Tennessee’s COVID-19 vaccine rollout has been delayed after the federal Operation Warp Speed failed to follow through on distribution promises. 

“If I had more vaccines, we would give them out faster,” state Health Commissioner Lisa Piercey told reporters Friday afternoon. "But we just are still constrained by supply."

The state was set to receive a weekly allocation of 90,000 doses from Operation Warp Speed starting at the beginning of January, with that supply expected to grow week over week. But Piercey said the federal effort has so far fallen short of those distribution projections, while also leading state officials to believe — and rely on — that there was a reserve of vaccine for second doses that didn’t actually exist.

“That hurt us,” she said. 

Piercey said she hopes to see supply increase by the start of February, at which point the state could grow its distribution operation to scale. 

“Within a day or two, I could deliver a five-time multiple. And within a week or two, I could deliver a 10-time multiple,” she said. “It’s just the product I don’t have.”

In the meantime, the Tennessee Department of Health has made some adjustments to its rollout plan.
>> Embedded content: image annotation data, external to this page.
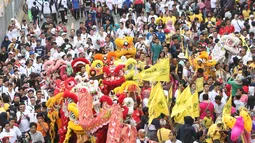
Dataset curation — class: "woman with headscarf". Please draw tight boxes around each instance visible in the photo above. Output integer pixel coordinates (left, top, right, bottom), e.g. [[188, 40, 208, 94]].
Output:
[[1, 36, 11, 48]]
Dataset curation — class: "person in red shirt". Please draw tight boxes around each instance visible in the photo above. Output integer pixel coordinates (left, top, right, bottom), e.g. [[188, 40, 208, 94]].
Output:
[[132, 102, 143, 130], [141, 81, 151, 100], [219, 19, 235, 35], [225, 19, 235, 34]]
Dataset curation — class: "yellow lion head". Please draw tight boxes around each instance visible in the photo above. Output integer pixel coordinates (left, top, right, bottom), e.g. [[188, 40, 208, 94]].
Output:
[[115, 37, 136, 58]]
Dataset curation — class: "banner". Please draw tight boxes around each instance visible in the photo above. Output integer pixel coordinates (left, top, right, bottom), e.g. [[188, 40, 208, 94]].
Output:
[[136, 58, 170, 82]]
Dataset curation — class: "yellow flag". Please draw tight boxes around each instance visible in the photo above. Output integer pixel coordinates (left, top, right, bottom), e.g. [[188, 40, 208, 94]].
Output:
[[167, 85, 173, 107], [185, 91, 200, 119], [222, 91, 232, 126], [136, 58, 170, 82], [222, 95, 232, 116], [148, 83, 155, 106], [185, 47, 189, 59], [149, 82, 169, 125], [171, 86, 192, 117]]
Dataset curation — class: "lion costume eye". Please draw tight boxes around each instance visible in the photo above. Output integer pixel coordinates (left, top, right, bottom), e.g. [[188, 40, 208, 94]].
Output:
[[96, 63, 102, 68], [118, 70, 124, 76]]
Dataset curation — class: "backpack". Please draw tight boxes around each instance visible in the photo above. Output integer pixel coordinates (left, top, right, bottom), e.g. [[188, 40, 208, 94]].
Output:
[[31, 6, 39, 16]]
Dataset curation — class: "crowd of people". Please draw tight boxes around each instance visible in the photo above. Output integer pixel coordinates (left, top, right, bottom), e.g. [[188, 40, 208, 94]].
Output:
[[0, 0, 255, 143]]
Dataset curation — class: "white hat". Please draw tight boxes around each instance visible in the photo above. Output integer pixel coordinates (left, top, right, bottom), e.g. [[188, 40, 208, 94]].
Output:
[[178, 53, 187, 59]]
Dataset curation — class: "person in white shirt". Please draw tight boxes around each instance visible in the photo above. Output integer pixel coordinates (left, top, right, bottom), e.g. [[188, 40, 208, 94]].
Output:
[[165, 131, 182, 143], [26, 96, 36, 113], [9, 118, 22, 137], [136, 11, 147, 32], [116, 22, 127, 38], [135, 35, 147, 53], [199, 83, 209, 102], [55, 32, 65, 46], [22, 59, 35, 77], [16, 103, 30, 133], [126, 8, 136, 23], [214, 96, 225, 118], [26, 122, 45, 143], [33, 56, 42, 74], [120, 13, 127, 27], [53, 47, 65, 59], [148, 10, 158, 23], [234, 95, 244, 110], [231, 15, 245, 33], [5, 82, 15, 101], [114, 0, 125, 15], [73, 33, 85, 49], [0, 122, 17, 143]]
Piercey on Friday told reporters that county jailers and corrections officers are now being vaccinated alongside health care workers and first responders in Phase 1a1. Those incarcerated in the same facilities were not.

Piercey said the decision was based on data indicating high risk of transmission in those environments and the state’s inability to replace those workers should they become infected.

“Part of the calculus here is staffing these prisons and jails,” she said. “There are very few alternatives to prison staffing, so when jailers become ill and cannot work, there is little ability to ramp up and backfill positions.”

With vaccines approved only for those aged 16 and older, the health department also has moved families of medically fragile children up on the vaccination plan in an effort to protect them from household transmission. Family members of vulnerable adults who cannot receive the vaccine for medical reasons may also be considered. 

The vaccine window for Tennessee residents who are 65 and older has also been pushed back to March due to the limited supply. 

As of Thursday afternoon, nearly 500,000 people have been vaccinated in the state.  Almost every resident in long-term care facilities has received a first round of vaccine, according to state data.